Department of Neuroscience and Biomedical Engineering, Aalto University, P.O. Box 12200, FI-00076, Aalto, Finland.
Aalto NeuroImaging, Aalto University, P.O. Box 12200, Aalto, FI-00076, Finland.
Nat Commun. 2019 Feb 25;10(1):927. doi: 10.1038/s41467-019-08848-0.

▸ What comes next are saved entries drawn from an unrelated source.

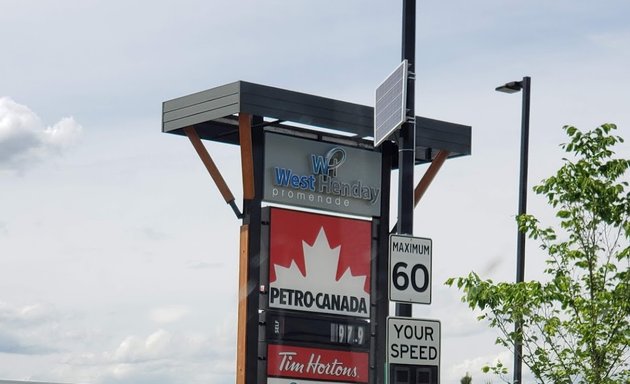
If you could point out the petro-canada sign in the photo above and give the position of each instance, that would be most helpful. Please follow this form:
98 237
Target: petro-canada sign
320 175
319 263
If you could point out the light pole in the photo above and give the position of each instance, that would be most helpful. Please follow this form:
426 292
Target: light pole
513 87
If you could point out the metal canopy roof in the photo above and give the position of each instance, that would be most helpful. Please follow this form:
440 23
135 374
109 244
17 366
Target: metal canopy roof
214 115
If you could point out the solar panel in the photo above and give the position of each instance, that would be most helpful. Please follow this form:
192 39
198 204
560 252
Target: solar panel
390 109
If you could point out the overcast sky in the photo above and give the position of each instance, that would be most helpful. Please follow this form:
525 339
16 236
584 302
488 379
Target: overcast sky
118 257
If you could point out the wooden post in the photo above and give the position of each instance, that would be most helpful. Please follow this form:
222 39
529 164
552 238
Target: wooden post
241 338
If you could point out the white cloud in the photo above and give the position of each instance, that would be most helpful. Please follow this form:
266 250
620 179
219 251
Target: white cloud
24 140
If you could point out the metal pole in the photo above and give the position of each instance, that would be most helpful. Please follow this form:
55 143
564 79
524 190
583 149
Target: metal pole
522 209
407 138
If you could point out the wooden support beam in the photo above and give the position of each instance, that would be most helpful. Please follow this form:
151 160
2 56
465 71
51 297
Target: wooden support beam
241 337
428 176
209 163
426 180
247 157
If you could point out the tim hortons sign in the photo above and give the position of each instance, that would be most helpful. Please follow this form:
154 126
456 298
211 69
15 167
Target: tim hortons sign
320 175
316 364
319 263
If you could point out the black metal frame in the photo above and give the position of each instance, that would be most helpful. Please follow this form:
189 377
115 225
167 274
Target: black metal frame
214 116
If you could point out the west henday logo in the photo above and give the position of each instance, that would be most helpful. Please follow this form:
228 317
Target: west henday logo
311 275
323 178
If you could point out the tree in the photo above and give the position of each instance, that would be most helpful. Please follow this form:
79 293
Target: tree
576 323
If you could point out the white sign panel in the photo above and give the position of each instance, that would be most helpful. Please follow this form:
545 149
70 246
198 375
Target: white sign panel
413 341
410 269
320 175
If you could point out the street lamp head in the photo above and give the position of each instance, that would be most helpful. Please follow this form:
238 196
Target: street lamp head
511 87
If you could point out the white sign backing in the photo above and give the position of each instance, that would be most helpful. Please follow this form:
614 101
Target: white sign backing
410 269
413 341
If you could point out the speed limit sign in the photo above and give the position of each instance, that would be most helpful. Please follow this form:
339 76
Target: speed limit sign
410 269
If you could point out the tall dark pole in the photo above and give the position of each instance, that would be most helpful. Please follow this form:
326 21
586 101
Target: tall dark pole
514 87
407 138
522 209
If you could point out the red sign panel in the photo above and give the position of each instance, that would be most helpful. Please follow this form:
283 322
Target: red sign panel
317 364
319 263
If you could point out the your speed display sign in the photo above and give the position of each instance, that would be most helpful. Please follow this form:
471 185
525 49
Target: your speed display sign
410 269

Modern theories of semantics posit that the meaning of words can be decomposed into a unique combination of semantic features (e.g., "dog" would include "barks"). Here, we demonstrate using functional MRI (fMRI) that the brain combines bits of information into meaningful object representations. Participants receive clues of individual objects in form of three isolated semantic features, given as verbal descriptions. We use machine-learning-based neural decoding to learn a mapping between individual semantic features and BOLD activation patterns. The recorded brain patterns are best decoded using a combination of not only the three semantic features that were in fact presented as clues, but a far richer set of semantic features typically linked to the target object. We conclude that our experimental protocol allowed us to demonstrate that fragmented information is combined into a complete semantic representation of an object and to identify brain regions associated with object meaning.

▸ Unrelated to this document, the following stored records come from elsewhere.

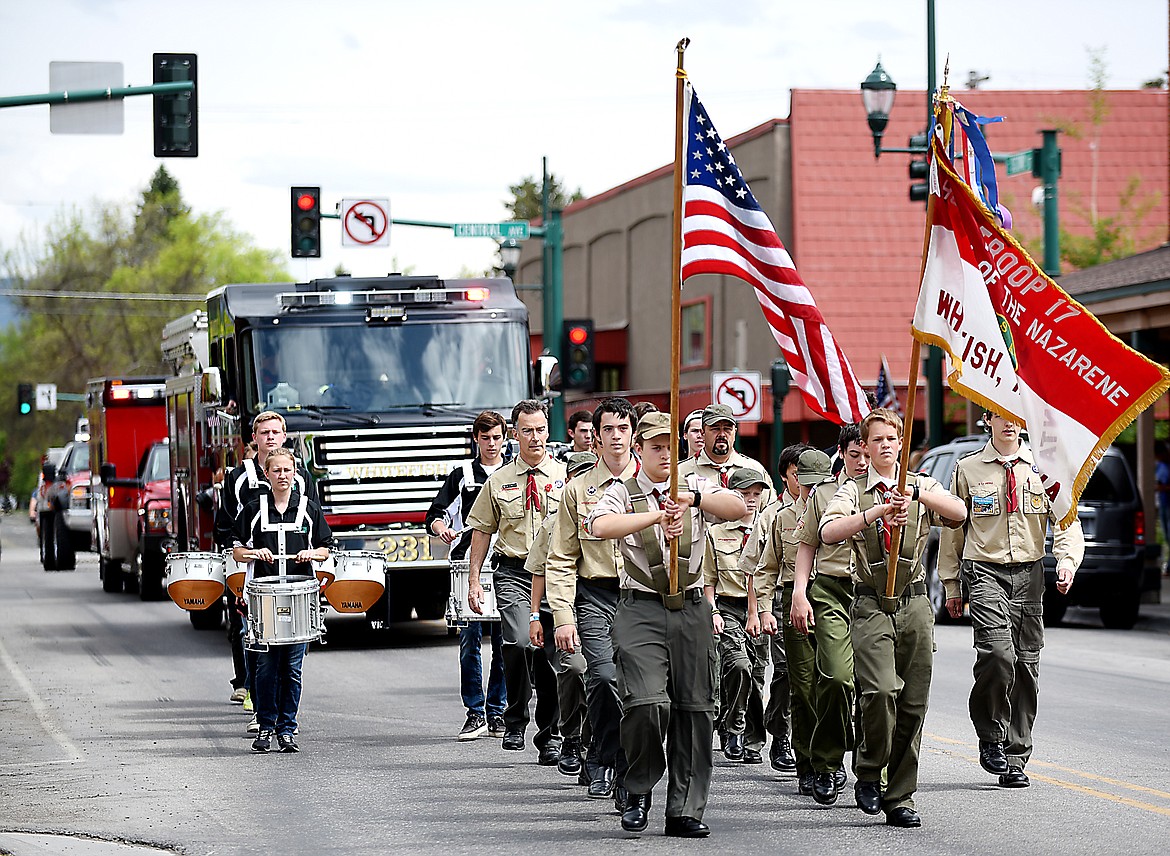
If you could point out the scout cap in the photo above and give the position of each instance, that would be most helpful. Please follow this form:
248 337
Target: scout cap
813 467
717 413
580 462
744 477
653 425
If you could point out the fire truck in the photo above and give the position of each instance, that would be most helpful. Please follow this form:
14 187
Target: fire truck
128 422
378 380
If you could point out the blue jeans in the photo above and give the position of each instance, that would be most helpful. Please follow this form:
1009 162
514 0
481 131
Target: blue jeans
277 687
470 669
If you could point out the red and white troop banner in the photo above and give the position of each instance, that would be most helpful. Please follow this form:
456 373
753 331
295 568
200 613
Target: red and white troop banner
1020 346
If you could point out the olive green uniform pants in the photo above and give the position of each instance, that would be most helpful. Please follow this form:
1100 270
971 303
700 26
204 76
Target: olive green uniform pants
893 655
666 677
1007 620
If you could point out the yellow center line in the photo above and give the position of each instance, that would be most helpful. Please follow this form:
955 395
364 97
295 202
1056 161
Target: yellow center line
1073 786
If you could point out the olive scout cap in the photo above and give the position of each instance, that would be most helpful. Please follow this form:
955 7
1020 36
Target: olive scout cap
653 425
745 477
580 462
813 467
717 413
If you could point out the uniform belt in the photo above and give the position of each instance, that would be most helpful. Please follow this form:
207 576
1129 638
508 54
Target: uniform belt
500 560
693 594
915 589
606 584
737 602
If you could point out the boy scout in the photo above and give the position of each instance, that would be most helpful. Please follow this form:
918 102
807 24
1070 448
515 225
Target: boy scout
582 580
663 642
742 665
777 715
820 609
513 504
775 574
570 668
893 637
1000 550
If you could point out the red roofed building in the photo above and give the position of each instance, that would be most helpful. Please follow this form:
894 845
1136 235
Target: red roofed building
851 228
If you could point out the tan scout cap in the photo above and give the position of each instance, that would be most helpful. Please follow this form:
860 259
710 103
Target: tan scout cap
813 467
744 477
717 413
653 425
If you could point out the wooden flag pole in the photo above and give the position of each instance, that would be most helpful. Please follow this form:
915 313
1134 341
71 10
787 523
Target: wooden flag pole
676 295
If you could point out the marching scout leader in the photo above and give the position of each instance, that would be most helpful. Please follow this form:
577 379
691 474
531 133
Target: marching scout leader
513 504
1000 552
663 642
893 637
582 586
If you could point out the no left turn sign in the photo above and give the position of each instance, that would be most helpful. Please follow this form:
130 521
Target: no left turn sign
365 222
740 391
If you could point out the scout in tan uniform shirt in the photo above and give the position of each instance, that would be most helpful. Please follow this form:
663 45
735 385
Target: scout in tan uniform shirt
821 600
582 580
570 668
893 639
513 504
663 642
1000 550
742 662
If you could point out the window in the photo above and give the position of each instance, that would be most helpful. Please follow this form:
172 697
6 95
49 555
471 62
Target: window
696 333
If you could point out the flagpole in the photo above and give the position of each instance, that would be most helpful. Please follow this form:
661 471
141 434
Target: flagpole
912 393
680 84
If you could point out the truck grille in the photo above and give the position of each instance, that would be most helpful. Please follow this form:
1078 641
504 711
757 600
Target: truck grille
385 470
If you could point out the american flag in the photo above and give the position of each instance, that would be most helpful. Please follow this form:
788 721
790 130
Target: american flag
883 393
725 232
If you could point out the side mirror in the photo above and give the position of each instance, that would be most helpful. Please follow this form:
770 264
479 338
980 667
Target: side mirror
212 389
545 375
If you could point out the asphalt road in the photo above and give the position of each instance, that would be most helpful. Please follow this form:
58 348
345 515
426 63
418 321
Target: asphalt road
115 723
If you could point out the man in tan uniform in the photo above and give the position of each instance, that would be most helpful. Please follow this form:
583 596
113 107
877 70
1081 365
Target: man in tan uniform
742 661
662 641
513 504
1000 551
893 637
582 580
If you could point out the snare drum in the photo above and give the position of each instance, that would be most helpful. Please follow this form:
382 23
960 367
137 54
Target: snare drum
359 579
194 580
283 611
459 613
234 573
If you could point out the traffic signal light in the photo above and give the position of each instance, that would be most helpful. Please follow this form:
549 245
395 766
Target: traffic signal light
176 114
919 168
579 370
307 222
26 399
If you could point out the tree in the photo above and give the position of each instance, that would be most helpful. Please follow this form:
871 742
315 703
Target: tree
69 333
525 201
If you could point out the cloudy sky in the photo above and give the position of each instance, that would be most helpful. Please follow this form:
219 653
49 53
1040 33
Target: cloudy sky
440 104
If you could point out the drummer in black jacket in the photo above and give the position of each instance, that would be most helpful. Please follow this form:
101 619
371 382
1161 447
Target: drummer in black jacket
281 533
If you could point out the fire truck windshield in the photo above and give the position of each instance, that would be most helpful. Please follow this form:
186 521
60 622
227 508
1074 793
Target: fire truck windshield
473 365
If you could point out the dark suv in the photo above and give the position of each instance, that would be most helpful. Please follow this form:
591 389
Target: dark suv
1114 573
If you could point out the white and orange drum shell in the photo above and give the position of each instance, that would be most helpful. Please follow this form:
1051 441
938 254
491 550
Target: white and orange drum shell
194 580
234 573
359 579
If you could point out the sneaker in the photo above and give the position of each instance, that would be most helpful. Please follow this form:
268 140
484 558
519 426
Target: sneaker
473 727
496 726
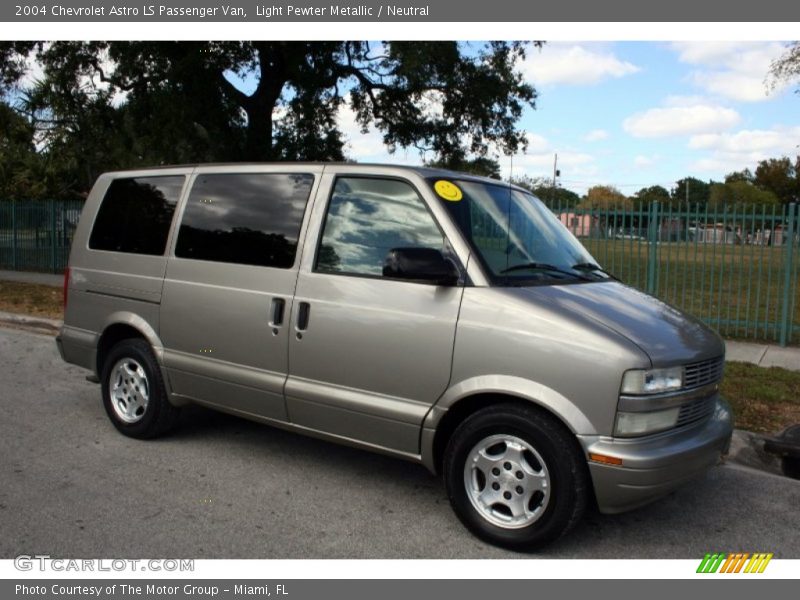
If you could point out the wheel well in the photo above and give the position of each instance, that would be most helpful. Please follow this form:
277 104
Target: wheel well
462 409
111 336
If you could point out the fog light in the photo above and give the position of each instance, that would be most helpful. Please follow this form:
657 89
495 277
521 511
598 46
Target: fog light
631 424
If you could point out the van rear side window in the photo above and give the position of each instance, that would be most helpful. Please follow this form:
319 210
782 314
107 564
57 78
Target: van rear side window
245 218
136 214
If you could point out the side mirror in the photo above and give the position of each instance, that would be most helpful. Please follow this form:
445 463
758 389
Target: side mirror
425 265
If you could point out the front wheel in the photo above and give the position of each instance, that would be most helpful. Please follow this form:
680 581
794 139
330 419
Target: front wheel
515 476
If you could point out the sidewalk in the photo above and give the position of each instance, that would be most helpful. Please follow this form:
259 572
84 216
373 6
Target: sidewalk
26 277
763 355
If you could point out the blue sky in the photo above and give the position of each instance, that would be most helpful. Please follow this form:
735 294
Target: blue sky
634 114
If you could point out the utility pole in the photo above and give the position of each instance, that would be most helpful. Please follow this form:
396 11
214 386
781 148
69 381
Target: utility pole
556 173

现代语义理论假设,单词的意义可以分解为语义特征的独特组合(例如,“狗”包括“barks”)。在这里,我们使用功能磁共振成像(fMRI)证明,大脑将信息碎片组合成有意义的对象表示。参与者以口头描述的形式接收单个对象的线索,这些线索由三个孤立的语义特征组成。我们使用基于机器学习的神经解码来学习个体语义特征和 BOLD 激活模式之间的映射。使用不仅实际上作为线索呈现的三个语义特征的组合,而是使用与目标对象通常相关的语义特征的更丰富集合,可以最佳地解码记录的大脑模式。我们得出结论,我们的实验方案使我们能够证明,碎片化的信息被组合成对象的完整语义表示,并确定与对象含义相关的大脑区域。